The ministry said its attention has been drawn to certain issues with regard to allegations directed at the Government of Sri Lanka (GoSL), which it said was “regrettably unsubstantiated, erroneous and replete with conjecture and bias”.
The statement also said:
The ministry said through its Permanent Mission in New York, that it protested against the leak of the Report on the very day after this questionable action, to the Office of the Secretary General.
The “Petrie Report” is an internal document to assess the working of the United Nations system in Sri Lanka, during a given period, following a recommendation in the Report of the advisory Panel of Experts appointed by the Secretary General, known as the “Darusman Report”.
While noting that both these Reports are internal advisories to the UN, it is disconcerting that the Darusman Report, initially came into the public domain through a leak, and in this instance of the Petrie Report too, the unacceptable procedure of leaking has been resorted to, establishing a disturbing pattern which brings into question the bona fides of the authorship of the document and its underlying motivation.
This Report seems to seek to endorse the baseless and discredited allegations in the Darusman Report, of an exaggerated civilian casualty figure during the last stages of the terrorist conflict, which has not been agreed upon even among senior UN officials at the time, because of the speculative nature of the information which could not be verified.

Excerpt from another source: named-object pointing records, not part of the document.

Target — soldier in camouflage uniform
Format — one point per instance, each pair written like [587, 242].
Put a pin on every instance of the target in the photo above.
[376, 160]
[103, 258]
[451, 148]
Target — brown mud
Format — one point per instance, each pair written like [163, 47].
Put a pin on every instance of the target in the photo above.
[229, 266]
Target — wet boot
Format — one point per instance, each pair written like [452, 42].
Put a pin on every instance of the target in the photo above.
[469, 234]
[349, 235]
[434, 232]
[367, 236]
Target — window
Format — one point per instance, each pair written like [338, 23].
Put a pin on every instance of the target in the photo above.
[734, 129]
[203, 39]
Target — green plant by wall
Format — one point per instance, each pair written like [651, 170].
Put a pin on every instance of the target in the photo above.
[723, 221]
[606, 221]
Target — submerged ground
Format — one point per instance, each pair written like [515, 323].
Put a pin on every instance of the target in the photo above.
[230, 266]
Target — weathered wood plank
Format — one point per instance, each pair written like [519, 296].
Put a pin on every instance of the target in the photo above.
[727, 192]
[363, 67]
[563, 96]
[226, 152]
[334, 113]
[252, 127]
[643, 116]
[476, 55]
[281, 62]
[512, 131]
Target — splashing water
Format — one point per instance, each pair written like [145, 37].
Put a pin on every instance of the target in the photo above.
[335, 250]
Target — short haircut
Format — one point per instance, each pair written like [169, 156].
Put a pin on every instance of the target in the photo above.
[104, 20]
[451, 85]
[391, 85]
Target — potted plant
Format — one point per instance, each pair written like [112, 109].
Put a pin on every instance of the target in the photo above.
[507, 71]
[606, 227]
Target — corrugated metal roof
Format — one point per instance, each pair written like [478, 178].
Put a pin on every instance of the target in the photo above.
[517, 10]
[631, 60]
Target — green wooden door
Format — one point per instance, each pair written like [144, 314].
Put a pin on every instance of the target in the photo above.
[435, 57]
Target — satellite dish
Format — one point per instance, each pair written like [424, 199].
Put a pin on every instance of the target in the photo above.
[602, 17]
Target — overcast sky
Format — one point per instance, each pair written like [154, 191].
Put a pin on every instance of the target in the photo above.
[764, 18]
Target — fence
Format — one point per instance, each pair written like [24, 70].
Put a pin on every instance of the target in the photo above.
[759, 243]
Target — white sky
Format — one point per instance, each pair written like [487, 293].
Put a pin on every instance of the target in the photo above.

While the Report admits that the LTTE positioned its artillery among civilians, the allegation of Government shelling into civilian concentrations does not take into account the principles of self defence or reasonableness of retaliation, proportionality, or a technical analysis of the trajectories of the shells allegedly fired, to determine their source.
The allegation relating to the Government deliberately restricting food and medicine to the North is another unsubstantiated statement which, as in the Darusman Report, is repeated in the Petrie publication.
Repeated characterisation of the welfare villages, without any basis, as “military run internment camps,” demonstrates the ignorance on the part of the author of the Report, as well as the resolve to ignore the efforts taken by the Government to provide basic needs and essential services to the thousands of displaced civilians who fled from the stronghold of the terrorists, to the Government side.
Furthermore, while it refers to the military campaign to defeat the LTTE, the Report makes scant reference to the long series of negotiations engaged in by successive Governments, to arrive at a peaceful settlement, while all those efforts and brief periods of ceasefire were used by the LTTE to regroup and rearm, to be subsequently unilaterally violated.
A Report of this nature could serve to dangerously have the statistics and unsubstantiated information acquire a life of their own. In fact, the initial statements emanating from some countries seem to disregard the fact that the basic purpose of the Report was to engage in a critical appraisal of the UN system’s performance. Ignoring this vital aspect, they have taken the opportunity to resort to criticism of the GoSL in a manner that reflects patent bias and unwillingness to examine the developments with any degree of objectivity.